Honestly I would be extremely happy if I could get a look at the kernel config that was used to build the kernel for the X86_64 liveCD because I suspect the answer is somewhere in there. 

Thanks very much for any help you can offer,

luke bowerman

----------

## dweigert

Is this a 2.4, or a 2.6 kernel?  (I don't have AMD64.. Yet) If it is 2.4, under /proc there may be a "file" called config.  that should be the running config.  If it is 2.6, there may be an analagous entry under /sys, or /proc/config may exist.

Dan

----------

## picard66

I've already posted about that:

https://forums.gentoo.org/viewtopic.php?t=100952&highlight=sata

Don't use SCSI/SATA Driver from Kernel-Config.

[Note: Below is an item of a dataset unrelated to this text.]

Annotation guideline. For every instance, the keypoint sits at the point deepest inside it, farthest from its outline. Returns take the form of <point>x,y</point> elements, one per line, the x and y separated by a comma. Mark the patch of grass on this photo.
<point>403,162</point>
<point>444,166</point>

For me it works using the normal ide-drivers.

Funny is, that livecd (x86_64) didnt work for me

p.s.: Sorry, forgot to mention, that I am using 2.6.0-test9Last edited by picard66 on Mon Nov 03, 2003 3:42 pm; edited 1 time in total

----------

## lbrtuk

Also try 2.6.0-test9: there was a huge merge of sata code between test8 and test9.

----------

## mb4guns

and keep us posted with your findings on your journey with sata...

[edit]typo[/edit]

----------

## Yarrick

a patch is needed. run either 2.6.0-test9-bk7 or gentoo-dev-sources to make it work.

----------